October 14, 2004
Lies, Damned Lies
Using the Golden Run Ratio
One of the classic managerial dilemmas--perhaps the classic managerial dilemma--is whether to remove a starter who is still throwing pretty well for a middle reliever in the sixth, seventh or eighth inning. This decision is relatively straightforward if the sole concern is winning the game in question. You trot your butt out to the mound, the pitcher grabs his crotch a couple times and spits out his chaw and tells you that his arm still feels real good, and then you sit back down in the dugout ask the pitching coach what's really going on. If the pitching coach tells you that the guy throwing in the bullpen is likely to be more effective than the starter, you make the switch. Otherwise, you leave the dude out there. Certainly, it's possible to make an error of judgment now and then--figuring out just how much fatigue will reduce a pitcher's effectiveness is a guessing game of sorts--but fundamentally, the problem is simple.

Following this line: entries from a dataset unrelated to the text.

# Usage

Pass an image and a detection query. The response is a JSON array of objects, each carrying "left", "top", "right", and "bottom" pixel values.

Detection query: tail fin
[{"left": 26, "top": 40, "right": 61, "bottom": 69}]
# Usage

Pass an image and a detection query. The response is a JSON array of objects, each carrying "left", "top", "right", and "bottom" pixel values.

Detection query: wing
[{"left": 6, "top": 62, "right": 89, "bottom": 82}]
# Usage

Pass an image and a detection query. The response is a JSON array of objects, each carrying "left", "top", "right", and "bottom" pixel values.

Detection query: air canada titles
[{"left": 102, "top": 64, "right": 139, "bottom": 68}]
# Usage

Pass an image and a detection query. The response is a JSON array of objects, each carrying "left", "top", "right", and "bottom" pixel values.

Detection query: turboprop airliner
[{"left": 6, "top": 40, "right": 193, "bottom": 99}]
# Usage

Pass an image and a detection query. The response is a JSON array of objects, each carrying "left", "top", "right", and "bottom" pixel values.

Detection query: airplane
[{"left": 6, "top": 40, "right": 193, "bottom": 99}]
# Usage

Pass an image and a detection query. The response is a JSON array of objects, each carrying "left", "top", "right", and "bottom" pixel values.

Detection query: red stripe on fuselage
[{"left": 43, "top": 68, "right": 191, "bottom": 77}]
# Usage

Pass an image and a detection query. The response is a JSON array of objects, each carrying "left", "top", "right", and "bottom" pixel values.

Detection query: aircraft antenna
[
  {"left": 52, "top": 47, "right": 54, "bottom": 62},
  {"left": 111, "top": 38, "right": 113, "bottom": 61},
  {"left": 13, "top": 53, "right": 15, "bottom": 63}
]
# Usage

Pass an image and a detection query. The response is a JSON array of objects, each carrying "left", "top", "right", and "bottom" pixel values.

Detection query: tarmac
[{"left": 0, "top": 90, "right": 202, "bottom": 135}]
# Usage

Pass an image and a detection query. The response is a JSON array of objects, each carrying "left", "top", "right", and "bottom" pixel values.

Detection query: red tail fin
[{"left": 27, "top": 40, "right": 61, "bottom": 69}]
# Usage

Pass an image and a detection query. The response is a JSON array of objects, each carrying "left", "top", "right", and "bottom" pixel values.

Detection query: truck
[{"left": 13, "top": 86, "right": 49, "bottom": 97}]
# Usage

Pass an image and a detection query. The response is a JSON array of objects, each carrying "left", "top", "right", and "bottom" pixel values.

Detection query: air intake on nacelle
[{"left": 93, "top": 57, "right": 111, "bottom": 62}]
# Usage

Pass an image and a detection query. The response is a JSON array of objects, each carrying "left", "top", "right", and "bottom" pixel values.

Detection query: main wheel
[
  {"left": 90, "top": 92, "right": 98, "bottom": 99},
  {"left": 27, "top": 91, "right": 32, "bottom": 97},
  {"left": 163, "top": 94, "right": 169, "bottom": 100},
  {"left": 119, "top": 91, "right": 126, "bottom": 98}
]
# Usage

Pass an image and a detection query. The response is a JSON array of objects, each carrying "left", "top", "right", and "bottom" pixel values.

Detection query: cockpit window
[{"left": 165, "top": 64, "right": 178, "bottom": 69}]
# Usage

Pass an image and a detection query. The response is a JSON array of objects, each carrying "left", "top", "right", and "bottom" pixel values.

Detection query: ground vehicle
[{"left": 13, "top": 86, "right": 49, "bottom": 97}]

Things become much more complicated if you are concerned not only about the outcome of the current game, but also the outcomes of future games. If your ace has given you a 8-0 lead after seven innings with a pitch count of 110 or so, common sense dictates that you pull the guy before the eighth. You sacrifice some very small amount of expectation in the near-term if you replace him with an inferior alternative--maybe you'll win 99.68% of the time instead of 99.72%--but the future benefit of keeping him healthy and well-rested for subsequent outings well outweighs this.
It isn't always that easy, though, especially in the post-season when pitchers are frequently asked to throw high-pressure innings against good offenses on short rest. Nor is the impact on future games easy to determine. If Roy Oswalt is going to be marginally less effective in Game 5 because he went an extra inning in Game 2, how much will that impact Houston's probability of winning the ballgame? How much should the impact on Game 5 be discounted since there might not be one at all?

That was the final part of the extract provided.